Merapi Uncover@merapi_uncover
Kecelakaan Kereta di Stasiun Bekasi Timur: KA Argo Bromo Anggrek Tabrak KRL dari Belakang
BEKASI – Insiden kecelakaan kereta api yang cukup parah dilaporkan terjadi di Stasiun Bekasi Timur pada Senin malam, 27 April 2026. Sebuah rangkaian Kereta Rel Listrik (KRL) Commuter Line ditabrak dari belakang oleh kereta api jarak jauh, KA Argo Bromo Anggrek, sekitar pukul 21.00 WIB.
Berdasarkan rekaman video amatir yang beredar, tabrakan tersebut menyebabkan kerusakan signifikan pada bagian belakang gerbong KRL, yang diketahui merupakan gerbong khusus wanita. Kerusakan terlihat sangat parah dengan bodi kereta yang ringsek dan kaca-kaca yang hancur.
Perekam video, yang merupakan salah satu penumpang KRL tersebut, mengonfirmasi lokasi kejadian. "Kereta yang saya tumpangi ditabrak dari belakang. Gerbong wanita kena semua ini. Kejadiannya di Stasiun Bekasi Timur hari ini tanggal 27 April pukul 21.00," ujarnya dalam rekaman tersebut.

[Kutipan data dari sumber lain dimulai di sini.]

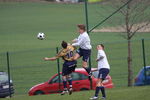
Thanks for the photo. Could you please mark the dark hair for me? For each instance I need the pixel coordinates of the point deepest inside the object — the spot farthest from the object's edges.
(102, 46)
(64, 44)
(81, 26)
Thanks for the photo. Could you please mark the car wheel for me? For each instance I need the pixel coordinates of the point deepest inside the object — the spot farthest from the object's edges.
(84, 89)
(39, 93)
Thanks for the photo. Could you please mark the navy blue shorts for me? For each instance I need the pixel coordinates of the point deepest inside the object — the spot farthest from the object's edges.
(103, 73)
(68, 67)
(85, 53)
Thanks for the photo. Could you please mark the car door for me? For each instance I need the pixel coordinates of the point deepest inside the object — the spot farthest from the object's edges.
(148, 75)
(80, 81)
(53, 86)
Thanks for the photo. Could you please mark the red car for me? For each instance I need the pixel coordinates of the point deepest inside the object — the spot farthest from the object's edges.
(80, 82)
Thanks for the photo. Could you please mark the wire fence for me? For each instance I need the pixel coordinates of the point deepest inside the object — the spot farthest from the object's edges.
(27, 68)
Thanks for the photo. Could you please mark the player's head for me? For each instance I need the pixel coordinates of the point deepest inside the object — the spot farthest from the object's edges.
(64, 44)
(100, 47)
(81, 28)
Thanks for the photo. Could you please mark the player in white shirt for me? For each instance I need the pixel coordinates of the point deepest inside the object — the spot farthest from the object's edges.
(84, 51)
(103, 68)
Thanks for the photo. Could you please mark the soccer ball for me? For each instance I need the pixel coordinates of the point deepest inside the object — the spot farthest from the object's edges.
(40, 36)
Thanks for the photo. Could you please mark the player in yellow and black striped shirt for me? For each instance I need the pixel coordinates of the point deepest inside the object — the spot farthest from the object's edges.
(69, 65)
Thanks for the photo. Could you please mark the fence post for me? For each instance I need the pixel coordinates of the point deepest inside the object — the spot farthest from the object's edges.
(58, 66)
(87, 28)
(144, 61)
(8, 68)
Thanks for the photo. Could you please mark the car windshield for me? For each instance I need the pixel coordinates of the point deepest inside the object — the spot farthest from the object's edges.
(3, 78)
(95, 74)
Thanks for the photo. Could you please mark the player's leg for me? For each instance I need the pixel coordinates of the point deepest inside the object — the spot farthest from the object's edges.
(101, 76)
(86, 56)
(70, 84)
(64, 78)
(71, 69)
(78, 54)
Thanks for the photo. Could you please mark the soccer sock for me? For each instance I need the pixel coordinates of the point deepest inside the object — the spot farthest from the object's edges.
(103, 91)
(70, 82)
(65, 85)
(97, 91)
(88, 69)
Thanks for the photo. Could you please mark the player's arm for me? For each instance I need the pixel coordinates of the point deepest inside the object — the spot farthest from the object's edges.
(60, 54)
(75, 40)
(50, 59)
(99, 56)
(95, 69)
(78, 42)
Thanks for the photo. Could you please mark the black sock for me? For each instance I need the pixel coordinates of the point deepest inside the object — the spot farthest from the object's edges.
(70, 82)
(103, 91)
(65, 84)
(88, 69)
(97, 91)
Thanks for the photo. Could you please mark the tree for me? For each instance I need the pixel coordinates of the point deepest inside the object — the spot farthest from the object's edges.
(136, 17)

Situasi di lokasi kejadian tampak sangat mencekam. Para penumpang terlihat panik dan berusaha keluar dari rangkaian kereta yang rusak. Petugas keamanan stasiun dan KCI (Kereta Commuter Indonesia) langsung dikerahkan ke lokasi untuk mengevakuasi penumpang yang masih terjebak di dalam gerbong.

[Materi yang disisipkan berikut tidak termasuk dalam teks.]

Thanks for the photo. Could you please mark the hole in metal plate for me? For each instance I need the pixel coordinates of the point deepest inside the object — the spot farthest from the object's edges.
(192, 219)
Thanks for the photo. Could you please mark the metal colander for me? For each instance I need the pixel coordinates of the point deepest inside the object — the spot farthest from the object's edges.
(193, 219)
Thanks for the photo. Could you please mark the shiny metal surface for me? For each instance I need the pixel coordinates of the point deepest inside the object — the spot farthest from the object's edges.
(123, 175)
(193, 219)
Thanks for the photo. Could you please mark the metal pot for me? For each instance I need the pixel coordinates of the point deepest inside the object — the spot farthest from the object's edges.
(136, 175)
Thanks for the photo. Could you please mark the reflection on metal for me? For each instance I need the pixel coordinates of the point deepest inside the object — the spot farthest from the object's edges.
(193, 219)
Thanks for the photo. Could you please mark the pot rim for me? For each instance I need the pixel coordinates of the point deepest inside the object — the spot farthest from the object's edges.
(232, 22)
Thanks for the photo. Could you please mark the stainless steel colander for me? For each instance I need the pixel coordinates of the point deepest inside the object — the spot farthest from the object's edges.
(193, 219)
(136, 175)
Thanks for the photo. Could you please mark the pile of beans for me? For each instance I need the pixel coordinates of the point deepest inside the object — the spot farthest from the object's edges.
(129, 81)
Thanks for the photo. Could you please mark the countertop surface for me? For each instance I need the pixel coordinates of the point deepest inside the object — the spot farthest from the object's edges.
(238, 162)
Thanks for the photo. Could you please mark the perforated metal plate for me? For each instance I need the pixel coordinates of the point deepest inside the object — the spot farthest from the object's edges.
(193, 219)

Hingga berita ini diturunkan, belum ada laporan resmi mengenai jumlah korban luka maupun korban jiwa akibat insiden ini. Tim medis dan petugas terkait masih berupaya melakukan penanganan darurat di peron Stasiun Bekasi Timur.

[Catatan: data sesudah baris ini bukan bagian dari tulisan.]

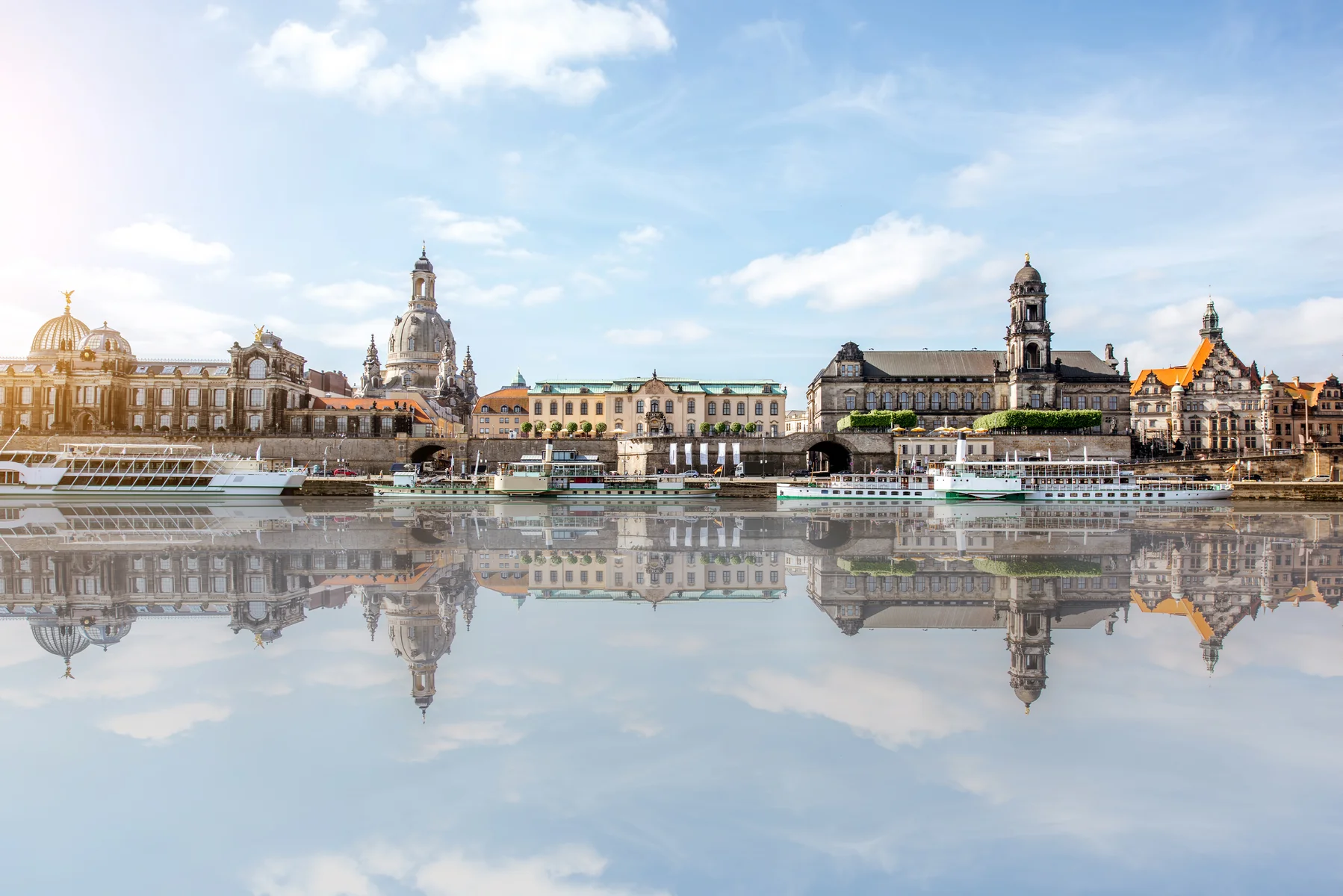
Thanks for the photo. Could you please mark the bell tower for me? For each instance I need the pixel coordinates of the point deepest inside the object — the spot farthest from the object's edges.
(1028, 334)
(422, 281)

Informasi awal menyebutkan bahwa KA Argo Bromo Anggrek dengan nomor lokomotif 2061386 menabrak bagian belakang KRL saat sedang berhenti atau melaju perlahan menuju stasiun. Pihak PT KAI (Persero) dan PT KCI saat ini tengah melakukan investigasi mendalam untuk mengetahui penyebab pasti kecelakaan, apakah disebabkan oleh kendala teknis pada sistem persinyalan atau faktor manusia (human error).
Akibat kejadian ini, perjalanan KRL lintas Bekasi/Cikarang mengalami gangguan total dan keterlambatan jadwal yang signifikan. Para calon penumpang dihimbau untuk mencari moda transportasi alternatif selama proses evakuasi dan pembersihan jalur berlangsung.
Catatan: Informasi ini disusun berdasarkan materi visual yang tersedia dan dapat diperbarui seiring dengan adanya rilis resmi dari pihak berwenang.